As the events of 1989 led up to the fall of the Berlin Wall, the anniversary of which is being marked on Saturday, Erfurt was one of the leading hubs of the protest movement in the former East Germany.
Demonstrations have again been seen on its streets this year as neo-fascists and extreme right politicians mobilised against the construction of a mosque in the town. Although the authorities have given permission for the building, the protests emerged amid a growth in anti-Muslim activism centred on the former eastern Germany.
Bjorn Hocke, a regional political, who led the protests called for 2020 to be the “year of deportation”, claiming it would give a boost to the “underutilised” Erfurt airport. He promised to be at the gates for the "at the first deportation flight, waving and calling out for a good trip home".
The comments caused outrage but boosted Mr Hocke’s career. In regional elections last month he led his Alternative for Deutschland (AFD) party to second place with 23 per cent of the vote.
To Suleman Malik, the imam behind the much delayed mosque project, the comments are part of a wave of death threats and harassment, including deliveries of pigs heads to the building site. Islamphobia is real in Erfurt and the wider state of Thuringia, where 7,000 Muslims live in a 2 million population.
“Thuringia is my home and I am not going to leave it because of the far-right,” Mr Malik told foreign journalists. “I will not give up my house to those who want to divide us.”
Mr Malik directly accused Mr Hoche of leading a revival of fascism and cultivating a climate of hate directed at minorities. “Murder is only the most extreme end of a chain of violence that begins with verbal aggression,” he added. “This turns into insults, continues with attacks and material damage to property before the ultimate self-satisfaction from the death of the other.”
The Berlin Wall is now remembered as a national scar that split the German homeland. Erfurt was just about as far West as it was possible to travel in the former Eastern Germany.
In 1970 it was chosen as the venue for the groundbreaking meeting of the leaders of the two German states, Walter Ulbrecht and Wily Brandt. Within two years, Mr Brandt’s Ostpolitik or normalisation policy with the east, led to mutual recognition and an exchange of ambassadors in 1972.
Nonetheless rivalry remained frozen until 1989 when the easterners saw their chance to rise up against the Communist regime. Edelbert Richter, a protestant preacher, formed the Democratic Rising party calling for free elections in Erfurt, making the town a centre of revolt.

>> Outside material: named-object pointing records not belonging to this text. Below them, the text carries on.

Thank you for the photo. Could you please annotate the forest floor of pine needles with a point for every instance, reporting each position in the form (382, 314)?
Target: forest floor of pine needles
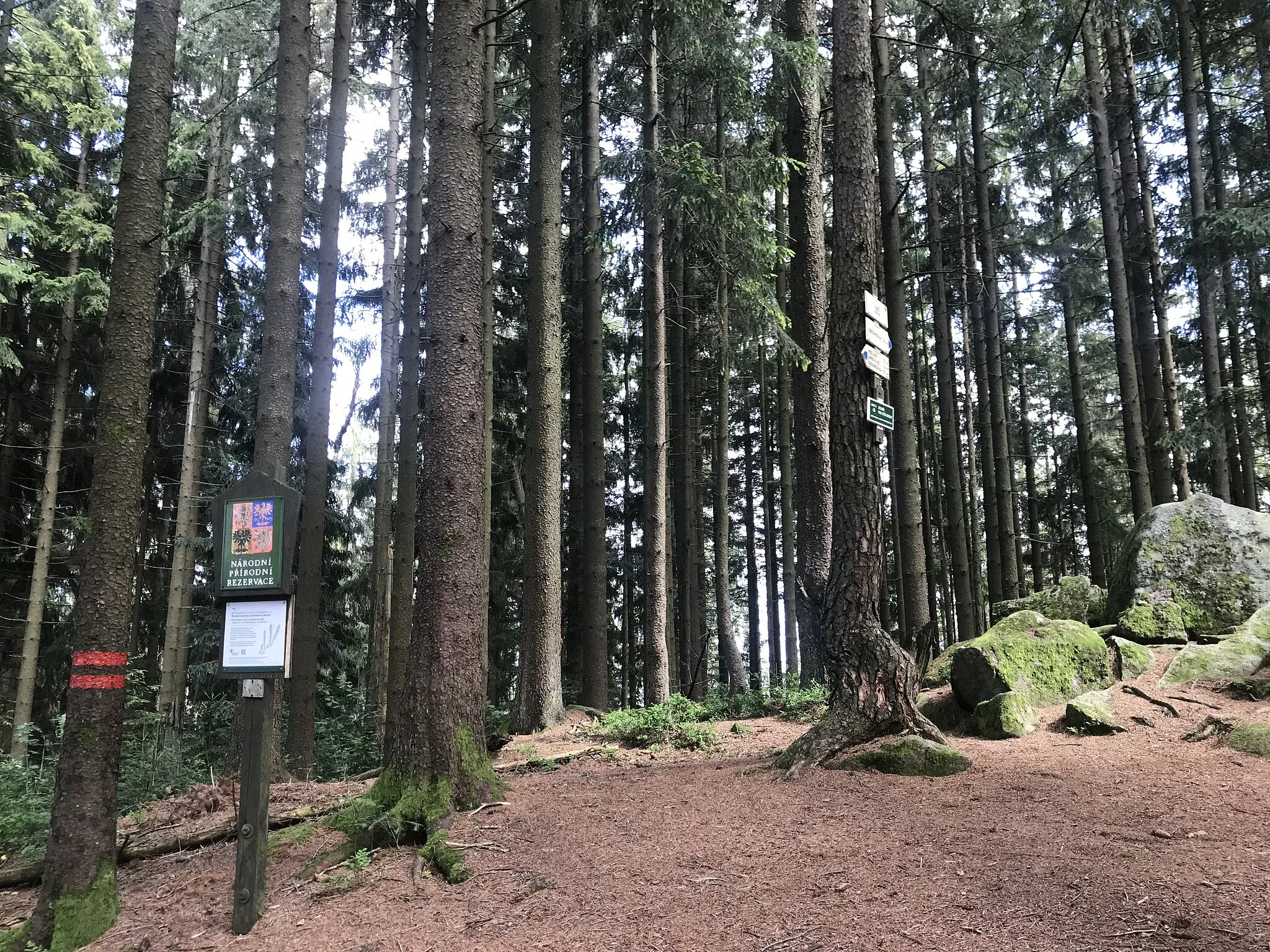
(1139, 840)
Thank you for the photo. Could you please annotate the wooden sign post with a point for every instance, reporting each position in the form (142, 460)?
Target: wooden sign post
(254, 544)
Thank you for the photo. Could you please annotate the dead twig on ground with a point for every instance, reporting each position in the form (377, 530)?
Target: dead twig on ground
(1145, 696)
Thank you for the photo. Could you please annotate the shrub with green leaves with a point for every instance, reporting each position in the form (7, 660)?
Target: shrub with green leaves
(677, 723)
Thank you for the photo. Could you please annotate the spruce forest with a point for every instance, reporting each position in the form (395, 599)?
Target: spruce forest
(750, 475)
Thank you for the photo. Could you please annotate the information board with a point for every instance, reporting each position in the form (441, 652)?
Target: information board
(257, 638)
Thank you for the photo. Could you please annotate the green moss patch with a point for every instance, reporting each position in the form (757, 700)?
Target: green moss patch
(1250, 739)
(1153, 621)
(1237, 656)
(83, 915)
(1042, 659)
(910, 757)
(1091, 714)
(1008, 715)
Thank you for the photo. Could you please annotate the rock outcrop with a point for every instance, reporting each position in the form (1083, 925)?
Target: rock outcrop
(1044, 660)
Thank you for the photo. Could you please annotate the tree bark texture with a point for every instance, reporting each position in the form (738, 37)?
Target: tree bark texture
(82, 851)
(871, 679)
(595, 545)
(539, 699)
(808, 314)
(303, 687)
(404, 513)
(917, 635)
(442, 728)
(390, 337)
(38, 591)
(657, 678)
(1130, 404)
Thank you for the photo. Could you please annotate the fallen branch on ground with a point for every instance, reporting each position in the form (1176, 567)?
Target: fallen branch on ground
(30, 875)
(1145, 696)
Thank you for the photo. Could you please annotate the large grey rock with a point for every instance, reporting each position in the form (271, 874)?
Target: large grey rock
(1241, 655)
(1042, 659)
(1212, 558)
(1072, 598)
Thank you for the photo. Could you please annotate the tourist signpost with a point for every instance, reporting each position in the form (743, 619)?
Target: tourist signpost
(254, 546)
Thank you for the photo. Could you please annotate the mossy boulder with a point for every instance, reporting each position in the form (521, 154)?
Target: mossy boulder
(940, 669)
(1155, 619)
(1044, 660)
(1212, 558)
(1091, 714)
(1005, 716)
(1129, 659)
(1073, 598)
(910, 757)
(1237, 656)
(1250, 739)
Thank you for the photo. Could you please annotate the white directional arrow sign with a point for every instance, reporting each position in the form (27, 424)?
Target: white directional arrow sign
(877, 361)
(877, 335)
(876, 310)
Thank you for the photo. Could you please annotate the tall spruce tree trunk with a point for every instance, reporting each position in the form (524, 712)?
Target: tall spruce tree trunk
(917, 637)
(539, 697)
(871, 681)
(945, 372)
(38, 591)
(78, 897)
(755, 631)
(1130, 404)
(180, 579)
(775, 653)
(808, 314)
(438, 742)
(406, 509)
(1076, 380)
(1219, 415)
(1158, 289)
(390, 335)
(303, 687)
(993, 363)
(595, 546)
(785, 438)
(657, 679)
(733, 669)
(1134, 243)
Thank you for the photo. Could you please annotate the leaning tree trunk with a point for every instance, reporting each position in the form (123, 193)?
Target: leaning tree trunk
(595, 545)
(1220, 462)
(657, 676)
(873, 682)
(30, 663)
(539, 697)
(755, 632)
(406, 511)
(808, 314)
(1130, 404)
(918, 631)
(991, 310)
(732, 668)
(180, 579)
(303, 687)
(1158, 289)
(78, 896)
(1076, 379)
(390, 333)
(775, 655)
(945, 371)
(440, 741)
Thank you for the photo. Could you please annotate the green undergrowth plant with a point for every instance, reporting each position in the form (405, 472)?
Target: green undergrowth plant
(678, 723)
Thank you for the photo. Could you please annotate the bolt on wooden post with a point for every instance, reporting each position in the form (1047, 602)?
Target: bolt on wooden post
(254, 542)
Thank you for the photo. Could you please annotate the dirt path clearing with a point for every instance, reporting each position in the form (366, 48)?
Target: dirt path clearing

Egon Krenz, the new eastern leader, could no longer hold the line and by November 9 all border controls were dropped. The people of Erfurt were among the first to flood into the west.
Civil rights activist Barbara Sengewald did not join the exodus but with a group of activists rushed to secure the secret files of East Germany’s fear Stasi, the secret police. She explained the idealism of the times as the citizens celebrated the end of the oppressive Communist regime.
“We wanted to eliminate the apparatus of power an create a society of justice and solidarity,” she recalled. “There were so many who overcame their fears to make a change.
“There were old pensioners with militia armbands and young women with babies in their arms. It was a revolutionary time, unthinkable today.”
The reunifaction of Germany in December 1990 tied the east to the prosperous West but for many the post-Communist period was a painful experience. Despite an estimated two trillion euros in West-East transfers, four in five easterners ended up unemployed at some point. Alienation and resentment in the east is now fuelling the rise of extremist politics.
Polling by the Pew Research Centre ahead of the reunification anniversary found that 24 per cent of adults in the old east had a favourable view of the AFD, compared to just 12 per cent in the west. While majorities on both sides had favourable views of Muslims, more than 36 per cent of easterners expressed unfavourable opinions, compared to 22 per cent of westerners.
Across the former eastern bloc polling shows distrust of the post-1989 settlement has grown. Democratic institutions have been undermined and the rule of law is increasingly questioned. Hostility to minorities on the rise, something that spiked after 2015 and the influx of refugees to Europe from Syria and Iraq. An Open Society poll of seven central European countries, including Germany, found that between 61 per cent and 51 per cent of respondents agreed that democracy was under threat.